Investors, founders, and your own venture all need this, and it's where bluffing gets exposed. TAM (Total Addressable Market) — everyone who could conceivably want this. SAM (Serviceable Addressable Market) — the slice you could actually reach with your model and geography. SOM (Serviceable Obtainable Market) — the realistic share you can win in a few years. The discipline is building the number bottom-up (number of potential customers x what they'd pay) rather than the lazy top-down "if we just get 1% of a huge market." Top-down 1%-of-a-billion claims are a red flag every experienced person discounts immediately.

When NOT to use a framework

Don't deploy a framework when the answer is already obvious (a company with a 9-month cash runway doesn't need Five Forces — it needs to fix cash, now). Don't use one to look thorough when you haven't done the underlying thinking. Never let neat boxes flatten an important detail that doesn't fit. The framework serves the problem; the problem never serves the framework.

Key takeaway

Know what each tool is for: SWOT to lay out a situation, Five Forces to judge an industry, the Canvas to map a model, Ansoff to sort growth options by risk, BCG to allocate across a portfolio, Blue Ocean to break out of competition, TAM/SAM/SOM to size the prize.
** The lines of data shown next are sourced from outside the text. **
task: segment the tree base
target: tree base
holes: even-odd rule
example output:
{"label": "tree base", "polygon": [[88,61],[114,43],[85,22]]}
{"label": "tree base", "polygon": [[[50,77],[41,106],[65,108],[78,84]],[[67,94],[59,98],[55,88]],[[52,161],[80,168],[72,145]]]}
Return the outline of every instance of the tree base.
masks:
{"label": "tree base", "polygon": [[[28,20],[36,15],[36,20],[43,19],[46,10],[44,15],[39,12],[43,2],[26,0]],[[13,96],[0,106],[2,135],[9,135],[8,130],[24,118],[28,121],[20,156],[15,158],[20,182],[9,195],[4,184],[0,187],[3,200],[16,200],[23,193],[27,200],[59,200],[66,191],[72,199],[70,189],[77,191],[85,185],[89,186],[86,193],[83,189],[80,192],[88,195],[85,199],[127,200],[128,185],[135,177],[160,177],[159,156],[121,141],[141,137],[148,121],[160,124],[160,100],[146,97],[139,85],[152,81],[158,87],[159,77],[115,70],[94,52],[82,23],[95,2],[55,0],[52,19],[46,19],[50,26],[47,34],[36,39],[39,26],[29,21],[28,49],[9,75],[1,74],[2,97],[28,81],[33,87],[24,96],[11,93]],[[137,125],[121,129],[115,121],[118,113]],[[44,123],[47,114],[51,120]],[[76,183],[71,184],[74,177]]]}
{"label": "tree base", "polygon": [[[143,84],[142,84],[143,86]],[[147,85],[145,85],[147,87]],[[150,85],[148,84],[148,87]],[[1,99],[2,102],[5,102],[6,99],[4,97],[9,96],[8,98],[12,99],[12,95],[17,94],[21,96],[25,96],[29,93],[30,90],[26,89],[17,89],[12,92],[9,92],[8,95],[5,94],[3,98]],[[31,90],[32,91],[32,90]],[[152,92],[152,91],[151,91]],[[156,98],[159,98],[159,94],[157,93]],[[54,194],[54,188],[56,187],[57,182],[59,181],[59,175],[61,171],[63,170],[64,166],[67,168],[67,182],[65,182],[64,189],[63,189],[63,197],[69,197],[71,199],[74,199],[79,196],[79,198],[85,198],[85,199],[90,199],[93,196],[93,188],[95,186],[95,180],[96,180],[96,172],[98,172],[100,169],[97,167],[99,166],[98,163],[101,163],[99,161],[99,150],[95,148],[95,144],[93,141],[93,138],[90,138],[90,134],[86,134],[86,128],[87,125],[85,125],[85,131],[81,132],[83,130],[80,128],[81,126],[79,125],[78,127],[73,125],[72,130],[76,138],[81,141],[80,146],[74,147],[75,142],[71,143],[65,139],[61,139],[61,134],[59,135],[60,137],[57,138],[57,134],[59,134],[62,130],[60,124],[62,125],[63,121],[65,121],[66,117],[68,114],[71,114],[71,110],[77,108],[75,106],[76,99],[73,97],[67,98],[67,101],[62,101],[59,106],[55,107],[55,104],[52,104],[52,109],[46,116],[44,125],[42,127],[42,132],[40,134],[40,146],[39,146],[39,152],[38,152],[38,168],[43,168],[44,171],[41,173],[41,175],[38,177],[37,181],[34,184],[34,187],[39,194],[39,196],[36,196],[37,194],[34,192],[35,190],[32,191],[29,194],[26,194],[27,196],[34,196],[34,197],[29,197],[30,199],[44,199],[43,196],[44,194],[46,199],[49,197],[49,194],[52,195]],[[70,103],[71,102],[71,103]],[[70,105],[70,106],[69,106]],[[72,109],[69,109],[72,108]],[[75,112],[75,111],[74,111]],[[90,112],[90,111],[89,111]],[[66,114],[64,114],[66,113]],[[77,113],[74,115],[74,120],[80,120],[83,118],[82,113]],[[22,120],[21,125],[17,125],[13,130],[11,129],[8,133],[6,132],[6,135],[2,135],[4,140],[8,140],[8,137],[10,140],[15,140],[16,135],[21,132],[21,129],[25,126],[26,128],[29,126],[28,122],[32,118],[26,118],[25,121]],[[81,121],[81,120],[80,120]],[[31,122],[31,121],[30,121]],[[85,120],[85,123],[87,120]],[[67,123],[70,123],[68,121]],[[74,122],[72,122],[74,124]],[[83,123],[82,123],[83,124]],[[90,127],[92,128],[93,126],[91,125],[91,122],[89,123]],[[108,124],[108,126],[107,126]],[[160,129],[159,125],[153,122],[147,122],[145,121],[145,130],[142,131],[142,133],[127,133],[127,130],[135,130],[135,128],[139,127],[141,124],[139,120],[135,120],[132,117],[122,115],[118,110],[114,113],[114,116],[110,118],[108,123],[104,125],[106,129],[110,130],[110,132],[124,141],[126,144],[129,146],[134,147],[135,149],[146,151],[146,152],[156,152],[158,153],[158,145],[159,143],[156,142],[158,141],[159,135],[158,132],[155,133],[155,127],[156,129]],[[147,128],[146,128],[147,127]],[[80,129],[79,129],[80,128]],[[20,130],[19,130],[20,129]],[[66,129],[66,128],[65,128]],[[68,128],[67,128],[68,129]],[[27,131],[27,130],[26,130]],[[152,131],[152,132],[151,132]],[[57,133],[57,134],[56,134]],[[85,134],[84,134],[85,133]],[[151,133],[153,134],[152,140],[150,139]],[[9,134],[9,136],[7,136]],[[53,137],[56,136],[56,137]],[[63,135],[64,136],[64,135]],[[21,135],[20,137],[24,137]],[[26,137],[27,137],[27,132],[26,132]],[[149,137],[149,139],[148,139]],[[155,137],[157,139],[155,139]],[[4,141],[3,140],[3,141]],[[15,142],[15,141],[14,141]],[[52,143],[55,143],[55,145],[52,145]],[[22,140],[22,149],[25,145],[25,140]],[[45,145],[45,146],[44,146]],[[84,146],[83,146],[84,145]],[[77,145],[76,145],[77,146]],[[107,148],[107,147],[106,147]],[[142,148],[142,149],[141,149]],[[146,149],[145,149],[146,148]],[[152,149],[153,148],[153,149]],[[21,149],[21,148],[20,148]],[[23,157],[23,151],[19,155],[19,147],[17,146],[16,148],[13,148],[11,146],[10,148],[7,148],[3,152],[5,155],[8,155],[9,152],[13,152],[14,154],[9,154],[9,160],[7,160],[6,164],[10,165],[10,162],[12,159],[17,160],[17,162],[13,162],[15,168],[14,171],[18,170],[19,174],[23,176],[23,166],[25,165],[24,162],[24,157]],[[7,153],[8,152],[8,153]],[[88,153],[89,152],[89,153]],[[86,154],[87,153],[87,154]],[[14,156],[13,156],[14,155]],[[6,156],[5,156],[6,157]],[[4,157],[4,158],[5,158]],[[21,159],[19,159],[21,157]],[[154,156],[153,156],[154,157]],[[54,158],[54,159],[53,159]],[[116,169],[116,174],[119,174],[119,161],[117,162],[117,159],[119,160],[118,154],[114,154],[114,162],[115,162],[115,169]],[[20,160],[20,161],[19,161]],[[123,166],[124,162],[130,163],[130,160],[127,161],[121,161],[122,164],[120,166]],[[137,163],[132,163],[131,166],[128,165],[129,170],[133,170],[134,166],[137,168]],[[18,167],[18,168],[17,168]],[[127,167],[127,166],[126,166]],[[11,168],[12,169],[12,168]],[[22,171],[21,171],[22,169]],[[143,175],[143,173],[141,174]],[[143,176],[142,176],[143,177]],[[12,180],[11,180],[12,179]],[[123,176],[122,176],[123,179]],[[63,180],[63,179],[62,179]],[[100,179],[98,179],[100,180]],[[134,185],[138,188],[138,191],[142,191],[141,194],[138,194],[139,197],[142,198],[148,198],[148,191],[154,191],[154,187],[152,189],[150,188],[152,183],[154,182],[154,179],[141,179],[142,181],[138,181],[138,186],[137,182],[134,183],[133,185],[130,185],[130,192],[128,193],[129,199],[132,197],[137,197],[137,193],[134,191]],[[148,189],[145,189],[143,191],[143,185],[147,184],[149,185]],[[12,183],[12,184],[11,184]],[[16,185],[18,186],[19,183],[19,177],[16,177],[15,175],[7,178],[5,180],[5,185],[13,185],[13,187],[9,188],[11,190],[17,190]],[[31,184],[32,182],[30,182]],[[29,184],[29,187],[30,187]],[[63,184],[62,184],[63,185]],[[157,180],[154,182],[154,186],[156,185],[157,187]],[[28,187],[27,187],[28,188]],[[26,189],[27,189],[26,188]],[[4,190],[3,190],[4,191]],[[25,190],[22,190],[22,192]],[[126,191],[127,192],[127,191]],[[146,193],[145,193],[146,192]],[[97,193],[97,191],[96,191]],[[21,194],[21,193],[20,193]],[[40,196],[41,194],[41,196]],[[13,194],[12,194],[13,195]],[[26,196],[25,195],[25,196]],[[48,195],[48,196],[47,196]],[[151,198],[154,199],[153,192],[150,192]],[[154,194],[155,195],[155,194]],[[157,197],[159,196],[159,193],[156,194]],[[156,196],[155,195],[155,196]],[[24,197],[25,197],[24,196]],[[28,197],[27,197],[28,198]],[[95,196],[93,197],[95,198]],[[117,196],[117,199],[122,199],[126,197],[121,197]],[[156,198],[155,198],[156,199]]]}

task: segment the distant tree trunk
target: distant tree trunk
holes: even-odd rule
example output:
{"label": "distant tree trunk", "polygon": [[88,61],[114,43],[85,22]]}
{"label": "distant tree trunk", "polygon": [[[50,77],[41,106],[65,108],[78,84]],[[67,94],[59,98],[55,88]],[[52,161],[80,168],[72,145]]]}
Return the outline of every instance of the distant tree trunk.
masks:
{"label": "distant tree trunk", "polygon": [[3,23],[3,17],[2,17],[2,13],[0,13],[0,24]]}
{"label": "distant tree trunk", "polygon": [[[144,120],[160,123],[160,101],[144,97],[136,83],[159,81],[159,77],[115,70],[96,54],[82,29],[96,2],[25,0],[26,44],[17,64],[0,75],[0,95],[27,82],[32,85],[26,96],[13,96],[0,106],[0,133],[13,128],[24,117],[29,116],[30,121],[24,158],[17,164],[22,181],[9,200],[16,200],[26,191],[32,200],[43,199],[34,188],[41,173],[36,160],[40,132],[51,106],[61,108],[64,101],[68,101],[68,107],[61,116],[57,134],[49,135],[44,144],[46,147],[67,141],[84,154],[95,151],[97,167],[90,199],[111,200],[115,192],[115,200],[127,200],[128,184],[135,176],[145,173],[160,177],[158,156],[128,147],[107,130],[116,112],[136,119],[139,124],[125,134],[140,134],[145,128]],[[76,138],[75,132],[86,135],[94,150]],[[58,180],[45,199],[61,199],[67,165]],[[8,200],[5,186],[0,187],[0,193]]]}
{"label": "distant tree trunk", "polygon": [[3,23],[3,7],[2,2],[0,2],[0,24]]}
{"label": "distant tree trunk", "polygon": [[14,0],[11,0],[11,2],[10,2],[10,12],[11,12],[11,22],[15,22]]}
Pick the one that forces the question your client actually needs answered — and be willing to use none.

For Orelis & the app

The temptation will be to make the app spray frameworks at every problem — it looks impressive and is easy to generate. Resist it. The differentiated product chooses the right framework (or declines to use one) and explains why. Encode the selection logic, not just the frameworks. "Here's why Five Forces is the wrong lens for your problem, and here's the better one" is the judgment that makes your app feel like a real consultant rather than a framework vending machine.

Test yourself

Q1A friend wants to open a third independent coffee shop on a street that already has six. Which framework cuts to the heart of it, and what would it reveal?
Show a worked answer
Porter's Five Forces. Low barriers to entry, intense rivalry (six already), easy substitutes (home brewing, the chain nearby), and buyers with all the power (a competitor is 30 seconds away). It reveals a structurally unattractive spot — the honest advice is to find genuine differentiation (a Blue Ocean angle) or reconsider the location.
Q2A profitable bakery owner says 'we want to grow — let's open a clothing line.' Use a framework to push back constructively.
Show a worked answer
Ansoff. A clothing line is diversification — new product, new market — the riskiest quadrant, and it abandons the bakery's hard-won advantages. Walk them back through cheaper, safer growth first: market penetration (more visits, bigger baskets, catering), product development (new baked goods to the same loyal customers), or market development (a second location, wholesale to cafes). Diversification might be right eventually, but only after the safer quadrants are exhausted.
Q3A founder pitches 'the market is worth £50 billion and we only need 1% to be huge.' Why does that set off alarm bells, and what would you ask instead?
Show a worked answer
It's a top-down market-sizing claim, the classic bluff: '1% of something huge' assumes share rather than earning it, and ignores who you can actually reach. Ask for a bottom-up number: how many specific customers can you realistically reach, what will each pay, and what share can you win in three years (SOM)? A credible small number built from the bottom beats an impressive big number built from a percentage.